Deep sea teleoperation is an empirical technique and the operator needs to accumulate experience through a large number of practical simulations. However, deep sea robots and associated equipment are expensive to manufacture and maintain and frequent practice is impractical. In actual operation, the cost of sea and the risk of failure need to be considered, and in order to reduce the failure probability, a new hand has a chance to participate. These factors all contribute to the high cost of cultivating an experienced deep sea operator.
The invention provides a deep sea fine manipulation task implementation method based on simulation learning, which is an end-to-end method and aims to reduce the technical threshold of deep sea fine remote manipulation and save the high talent culture cost.
Disclosure of Invention
The invention aims to provide a deep sea fine manipulation task implementation method based on simulation learning, which is characterized in that virtual manipulation data is used as a teaching example, a model-free reinforcement learning algorithm is applied, and a manipulation strategy which can be migrated to an actual scene and has certain robustness and generalization capability is trained in a simulation environment, so that the technical difficulty of deep sea fine remote manipulation is reduced, and the intelligent degree of deep sea operation is improved.
The invention provides a deep sea fine remote control task implementation method based on simulation learning, which is characterized by comprising the following steps,
step S1: building a MuJoCo simulation environment of a target task, wherein the MuJoCo simulation environment comprises an executing mechanism such as a mechanical arm and the like and a control object;
step S2: an operator operates the mechanical arm in the simulation environment established in the step S1 to complete a target task, and software records the motion sequence of each joint of the mechanical arm, so as to provide a teaching example for the simulation training in the step S4;
step S3: an Actor-critical framework is adopted to construct a network, the observation input of a strategy network comprises information such as mechanical arm body motion, force feedback, vision and the like, and the output of the strategy network is a joint position instruction of each joint of the mechanical arm;
step S4: and (5) taking the teaching example in the step S2 as a simulation object, and training the network by applying a reinforcement learning algorithm which is not based on a model, so that the mechanical arm in the simulation environment can complete the target task with a success rate of more than 99%.
And step S5, migrating the trained strategy network to an actual scene, and completing the target task without manual intervention.
Further, the step S1 further includes adding noise parameters to the simulation environment, where the noise parameters are added to the positions of the joints of the mechanical arm.
Compared with the prior art, the beneficial effects of the invention are embodied in the following aspects:
the invention applies the simulation learning or the reinforcement learning to the deep sea fine manipulation task for the first time, is a new teleoperation means facing to the rich contact manipulation task in the extreme environment, improves the intelligent degree of similar operation to a great extent, and reduces the on-site operation difficulty. For a target task with a fixed scene, the establishment and the teaching of the simulation environment can be performed in advance to reduce the workload.

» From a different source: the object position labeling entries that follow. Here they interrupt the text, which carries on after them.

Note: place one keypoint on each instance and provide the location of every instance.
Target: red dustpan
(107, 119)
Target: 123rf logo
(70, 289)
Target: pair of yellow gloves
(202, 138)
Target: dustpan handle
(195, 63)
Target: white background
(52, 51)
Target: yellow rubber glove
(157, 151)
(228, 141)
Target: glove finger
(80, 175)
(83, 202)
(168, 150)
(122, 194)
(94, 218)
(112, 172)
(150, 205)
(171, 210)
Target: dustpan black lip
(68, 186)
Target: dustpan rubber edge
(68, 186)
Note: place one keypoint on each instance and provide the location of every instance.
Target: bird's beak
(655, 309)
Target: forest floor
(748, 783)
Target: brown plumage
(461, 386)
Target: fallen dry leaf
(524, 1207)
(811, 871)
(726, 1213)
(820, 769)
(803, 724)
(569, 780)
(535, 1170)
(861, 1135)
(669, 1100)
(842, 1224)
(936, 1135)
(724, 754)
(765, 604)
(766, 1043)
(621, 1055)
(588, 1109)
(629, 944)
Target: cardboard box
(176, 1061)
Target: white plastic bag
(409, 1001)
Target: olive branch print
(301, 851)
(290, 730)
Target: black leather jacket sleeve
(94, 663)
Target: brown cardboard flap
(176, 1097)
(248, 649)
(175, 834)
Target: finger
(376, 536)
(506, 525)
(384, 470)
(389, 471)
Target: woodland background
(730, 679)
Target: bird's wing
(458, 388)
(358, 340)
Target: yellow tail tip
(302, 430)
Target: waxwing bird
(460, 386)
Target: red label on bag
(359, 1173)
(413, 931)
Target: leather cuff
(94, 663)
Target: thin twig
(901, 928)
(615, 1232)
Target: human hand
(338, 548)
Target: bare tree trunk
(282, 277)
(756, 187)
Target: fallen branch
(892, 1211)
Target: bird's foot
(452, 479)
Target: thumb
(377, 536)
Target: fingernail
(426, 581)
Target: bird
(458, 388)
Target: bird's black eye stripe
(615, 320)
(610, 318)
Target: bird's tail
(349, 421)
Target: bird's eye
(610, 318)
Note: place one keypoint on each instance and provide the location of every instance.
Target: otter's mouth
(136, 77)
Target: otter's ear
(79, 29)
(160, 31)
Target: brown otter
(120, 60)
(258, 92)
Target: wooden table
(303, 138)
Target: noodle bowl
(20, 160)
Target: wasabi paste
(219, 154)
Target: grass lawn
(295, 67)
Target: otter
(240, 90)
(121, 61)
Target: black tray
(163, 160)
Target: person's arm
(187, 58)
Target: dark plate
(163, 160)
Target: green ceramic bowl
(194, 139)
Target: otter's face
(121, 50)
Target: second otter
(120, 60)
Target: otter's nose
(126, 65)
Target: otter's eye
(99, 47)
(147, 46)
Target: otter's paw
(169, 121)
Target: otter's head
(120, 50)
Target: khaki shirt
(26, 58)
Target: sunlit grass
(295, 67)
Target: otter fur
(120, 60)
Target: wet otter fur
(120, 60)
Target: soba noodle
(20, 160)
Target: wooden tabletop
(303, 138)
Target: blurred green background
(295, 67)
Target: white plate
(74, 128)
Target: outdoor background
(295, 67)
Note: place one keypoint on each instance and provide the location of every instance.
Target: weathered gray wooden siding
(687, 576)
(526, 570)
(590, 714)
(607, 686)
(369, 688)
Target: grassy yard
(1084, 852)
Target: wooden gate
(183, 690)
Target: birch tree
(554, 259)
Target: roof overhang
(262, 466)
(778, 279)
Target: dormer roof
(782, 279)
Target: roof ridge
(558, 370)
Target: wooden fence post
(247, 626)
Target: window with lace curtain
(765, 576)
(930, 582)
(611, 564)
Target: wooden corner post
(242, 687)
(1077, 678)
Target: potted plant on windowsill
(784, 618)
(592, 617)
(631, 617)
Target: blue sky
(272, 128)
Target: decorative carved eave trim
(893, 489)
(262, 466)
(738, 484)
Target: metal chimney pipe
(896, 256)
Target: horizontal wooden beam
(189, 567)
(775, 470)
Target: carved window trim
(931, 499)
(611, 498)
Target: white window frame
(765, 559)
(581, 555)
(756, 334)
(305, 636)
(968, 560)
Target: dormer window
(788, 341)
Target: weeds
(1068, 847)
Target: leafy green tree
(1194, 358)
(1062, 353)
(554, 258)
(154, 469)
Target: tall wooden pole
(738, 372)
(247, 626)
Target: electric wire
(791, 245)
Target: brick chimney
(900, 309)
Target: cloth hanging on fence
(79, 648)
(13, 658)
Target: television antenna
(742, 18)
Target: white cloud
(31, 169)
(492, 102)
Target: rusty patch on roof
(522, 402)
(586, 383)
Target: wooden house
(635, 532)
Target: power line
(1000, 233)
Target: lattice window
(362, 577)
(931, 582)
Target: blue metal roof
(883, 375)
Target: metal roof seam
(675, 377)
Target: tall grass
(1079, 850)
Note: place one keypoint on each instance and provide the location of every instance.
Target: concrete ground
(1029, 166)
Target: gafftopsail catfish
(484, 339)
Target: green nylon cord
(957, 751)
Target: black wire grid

The invention adopts an end-to-end method and takes a neural network as a carrier to learn in a simulation environment to obtain a strategy with stronger robustness and generalization capability. The better robustness and generalization capability enable a finer touch-rich steering task to be achieved with this method and tolerate some disturbances and deviations, whereas traditional direct teleoperation relies entirely on the operator's steering level, without this advantage.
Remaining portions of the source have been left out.